Chapitre 1.1

3 minutes de lecture

Barcelona, 2004.

Oscar.

 Bordel, mais qu'est ce que je fous là ? Je contemple l'horizon en soupirant. Pourquoi Seigneur, pourquoi ai-je accepté de suivre Luigi dans ce traquenard ? Je le savais, c'était couru d'avance que je détesterais cette soirée. Luigi a toujours eu l'âme à flamber, tout le contraire de moi. Je préfère mille fois le silence de mon salon ou le calme feutré d'une conversation avec deux ou trois amis, que ce cirque écœurant. Cette soirée prétentieuse, habillée de costards hors de prix, de robes ridicules – pardon, extravagantes – et arrosée de cet alcool qui dégouline des verres, ces rires suraigus sur ces visages artificiellement hâlés, tout dans cette fête pue le fric et l'excès, j'en ai la nausée. Pourquoi tous ces gens font ça ? Au moins, lors de la cérémonie officielle tout à l'heure, j'étais accompagné de Jorge. C'était bien la seule personne d'agréable compagnie, cet après-midi ; mais pour ce soir, je suis définitivement seul. J'aurai dû le suivre, lorsqu'il a pris congé de nous. J'ai eu l'irrépressible envie de le suivre. Mais Jorge n'a pas un ami envahissant qui l'empoigne par les épaules et le somme de le demeurer pour « la suite des festivités » avec une énergie inépuisable et une force de conviction écrasante, à laquelle je n'ai jamais su dire non.
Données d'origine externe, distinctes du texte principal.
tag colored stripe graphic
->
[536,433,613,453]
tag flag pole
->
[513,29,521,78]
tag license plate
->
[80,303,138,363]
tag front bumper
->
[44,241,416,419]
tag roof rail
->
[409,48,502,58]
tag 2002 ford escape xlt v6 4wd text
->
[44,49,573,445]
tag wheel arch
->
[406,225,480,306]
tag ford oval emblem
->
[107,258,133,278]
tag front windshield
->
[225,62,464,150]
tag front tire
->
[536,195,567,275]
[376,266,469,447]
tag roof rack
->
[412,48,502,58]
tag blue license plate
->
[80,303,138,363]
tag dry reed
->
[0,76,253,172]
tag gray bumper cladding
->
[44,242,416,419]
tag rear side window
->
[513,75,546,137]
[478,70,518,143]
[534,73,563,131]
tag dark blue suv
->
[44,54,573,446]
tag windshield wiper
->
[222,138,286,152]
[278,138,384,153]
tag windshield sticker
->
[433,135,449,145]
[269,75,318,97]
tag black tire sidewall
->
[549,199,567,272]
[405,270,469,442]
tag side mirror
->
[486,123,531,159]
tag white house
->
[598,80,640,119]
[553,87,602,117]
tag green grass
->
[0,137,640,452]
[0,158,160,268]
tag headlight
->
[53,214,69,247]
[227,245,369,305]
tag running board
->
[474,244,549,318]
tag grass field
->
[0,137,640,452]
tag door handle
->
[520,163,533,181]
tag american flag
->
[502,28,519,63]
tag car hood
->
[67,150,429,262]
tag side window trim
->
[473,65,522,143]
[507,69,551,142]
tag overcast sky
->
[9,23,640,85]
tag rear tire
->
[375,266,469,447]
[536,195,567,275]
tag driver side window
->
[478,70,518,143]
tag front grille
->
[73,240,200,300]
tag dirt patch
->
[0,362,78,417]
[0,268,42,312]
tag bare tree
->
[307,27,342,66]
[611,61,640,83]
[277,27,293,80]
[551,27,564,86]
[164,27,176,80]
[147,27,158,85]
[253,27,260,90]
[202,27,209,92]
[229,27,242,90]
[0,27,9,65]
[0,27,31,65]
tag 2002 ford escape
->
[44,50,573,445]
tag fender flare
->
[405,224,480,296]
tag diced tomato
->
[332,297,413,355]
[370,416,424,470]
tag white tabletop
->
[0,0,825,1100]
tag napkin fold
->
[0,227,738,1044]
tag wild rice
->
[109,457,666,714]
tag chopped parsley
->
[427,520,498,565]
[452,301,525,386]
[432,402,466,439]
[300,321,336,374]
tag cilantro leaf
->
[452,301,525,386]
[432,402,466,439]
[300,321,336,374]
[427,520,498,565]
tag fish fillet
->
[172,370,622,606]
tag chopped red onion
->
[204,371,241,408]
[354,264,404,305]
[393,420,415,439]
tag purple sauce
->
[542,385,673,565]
 Jorge a été mon maître de stage l'an dernier ; il est à peine plus vieux que moi mais j'ai encore cette relation de mentor-apprenti avec lui. Je l'ai rencontré lorsque j'étais en dernière année d'école de kinésithérapie. Il était le tout nouveau préparateur physique de l'équipe des jeunes à la fédération espagnole de tennis ; et moi, en tant que pratiquant depuis toujours et éminent fan de ce sport, je rêvais d'y faire mon stage de validation. Heureusement pour moi, mon ami d'enfance est un Italien extravagant et entreprenant qui répond au nom de Gianluigi – il n'y a guère que sa mère qui l’appelle encore ainsi – et qui venait d'obtenir, avec sa gouaille légendaire, une place dans l'équipe de communication d'une marque d'équipements sportifs. Il ne m'a pas dit comment il a fait, mais peu après je recevais un coup de téléphone pour un entretien, et j'étais accepté à ce stage rêvé. J'y ai donc rencontré Jorge. On s'est parfaitement bien entendu durant ces quinze semaines, et j'y ai fait mes preuves, si bien qu'à la fin, il a appuyé mon CV pour que je reste dans l'équipe de soins. Voilà maintenant un an que je suis l'équipe junior espagnole – à la fois dans les différents tournois nationaux et européens tout au long de l'année, mais aussi au sein du centre national de formation ici, à Barcelone – et je m'éclate dans mon job. Et voilà comment, ce soir, j'ai été cordialement invité à une réception pompeuse pour la promotion du tennis national... et par une suite d'événements que je n'ai pas maîtrisée, à la soirée privée sur un yatch luxueux peuplé de gens superficiels qui jouent les superstars. Un extra qui m'éclate vachement moins.

 Je soupire encore. J'ai chaud et ce nœud papillon ridicule me gêne. Je contemple ma montre : 21h15. Quelle tannée. À quelle heure est-ce qu'il sera acceptable de quitter leur pénible compagnie ? Serais-je obligé de prévenir Luigi de mon départ ? Non, parce qu'il va tout faire pour me retenir ici. Allez, on va se dire 22h, et je disparais. J'observe mon verre vide. Ce soir, il va me falloir le remplir plusieurs fois.